Tonight, after school, I went out to the pasture to spend some time with the girls. Of course, I took a  bag of sweet feed to try to tempt them. But today was such a beautiful, sunny, cold day that they were perfectly content to graze in the pasture while I talked to them. The real bonus though was that while I was leaning on the fence humming and talking to the girls our local bald eagle did a lazy, circling fly over the pasture and the barns. He caught a thermal and circled a couple of times before flying off into the woods. How lucky I am to be living in such a beautiful place!

Saturday, December 1, 2012


Rich and I went out early this morning at about sunup to feed the girls, as usual. In spite of my usual pre-coffee brain fog I remembered to take the camera with me this time. They head toward the barn as soon as they hear us slide the door open and when Rich taps the side of the galvanized bucket that he has measured out for feed they come running. He distributed the feed to the four bins and I moved deeper into the back of the stable with the camera. The girls refused to come all the way in as long as Callie dog was loitering outside the stable gate so Rich took her inside the shop with him when he went in to fire up the old wood stove. The alpaca girls rushed in and glanced at me then began hungrily gobbling up their food, only pausing to lift their heads up to swallow, quickly glance my way and return to their feed bins. I snapped a few dozen pictures trying to get just one with all of their heads down in the bin. Here are the two best snaps.

It was such a beautiful day for December; sunny and 55 degrees outside with a slight breeze. Because of this we were feeling optimistic and decided to try putting a halter on one of the girls. I put the largest of our halters in one pocket and the old pink dog lead in the other and headed out to the catch pen. I loosened the gate and closed it about 3/4 of the way and then went inside. Rich brought out a generous handful of sweet feed and put it into the feed pan in the pen and he then waited just outside the gate. Sure enough, all four girls came running. They love the sweet feed and associate it with the red feed pan or an outstretched hand. Rich pulled the gate shut with himself on the inside. When the girls discovered that we were all closed in they were only momentarily taken aback. They finished the treat in the feed pan and stood looking at us as if to say, "What next?" Rich put his arms around Firenze's neck and held her while I put the harness over her nose and fastened it behind her head. I snapped on the lead, handed it to Rich and opened the gate. Took, Mango and Leeza rushed out but Firenze stood patiently waiting for Rich to lead. When he walked out she followed calmly, without  any resistance as he led her around the pasture. When it was my turn, she followed just as patiently as I led her around the pasture.

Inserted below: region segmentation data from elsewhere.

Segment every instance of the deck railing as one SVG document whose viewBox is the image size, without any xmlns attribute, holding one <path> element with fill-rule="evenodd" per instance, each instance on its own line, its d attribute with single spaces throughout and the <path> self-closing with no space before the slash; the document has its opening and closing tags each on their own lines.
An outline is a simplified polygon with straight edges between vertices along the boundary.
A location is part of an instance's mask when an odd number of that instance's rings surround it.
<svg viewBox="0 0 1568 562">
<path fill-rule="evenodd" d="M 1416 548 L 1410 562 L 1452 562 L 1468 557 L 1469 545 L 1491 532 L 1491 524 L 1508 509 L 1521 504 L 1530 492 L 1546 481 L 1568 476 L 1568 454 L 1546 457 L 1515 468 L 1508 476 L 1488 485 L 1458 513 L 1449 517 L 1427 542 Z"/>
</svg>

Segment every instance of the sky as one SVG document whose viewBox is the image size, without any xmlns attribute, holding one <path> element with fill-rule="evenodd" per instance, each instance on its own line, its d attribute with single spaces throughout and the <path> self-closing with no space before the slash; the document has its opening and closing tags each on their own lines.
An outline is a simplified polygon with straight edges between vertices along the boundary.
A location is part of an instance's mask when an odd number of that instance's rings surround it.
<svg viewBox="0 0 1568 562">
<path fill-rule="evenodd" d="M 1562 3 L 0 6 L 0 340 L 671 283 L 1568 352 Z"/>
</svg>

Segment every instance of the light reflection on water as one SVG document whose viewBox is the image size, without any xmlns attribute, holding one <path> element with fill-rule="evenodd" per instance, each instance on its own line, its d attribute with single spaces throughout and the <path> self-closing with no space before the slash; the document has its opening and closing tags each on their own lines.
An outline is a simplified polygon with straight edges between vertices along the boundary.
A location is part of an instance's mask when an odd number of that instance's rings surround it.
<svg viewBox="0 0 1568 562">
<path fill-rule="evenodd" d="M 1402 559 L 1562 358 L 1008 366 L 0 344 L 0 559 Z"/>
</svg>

Firenze is such a wise, patient and beautiful animal. She has only been here for a week and has settled in quite comfortably. It's as if she has lived here much longer. They whole dynamics of the herd has changed and even Leeza seems happier now that she has an "older wiser woman" to guide her. All four of the girls will now come up to us and eat out of our hand. Also, they all will approach any visitors at the fence now. Success feels good and so does having their trust.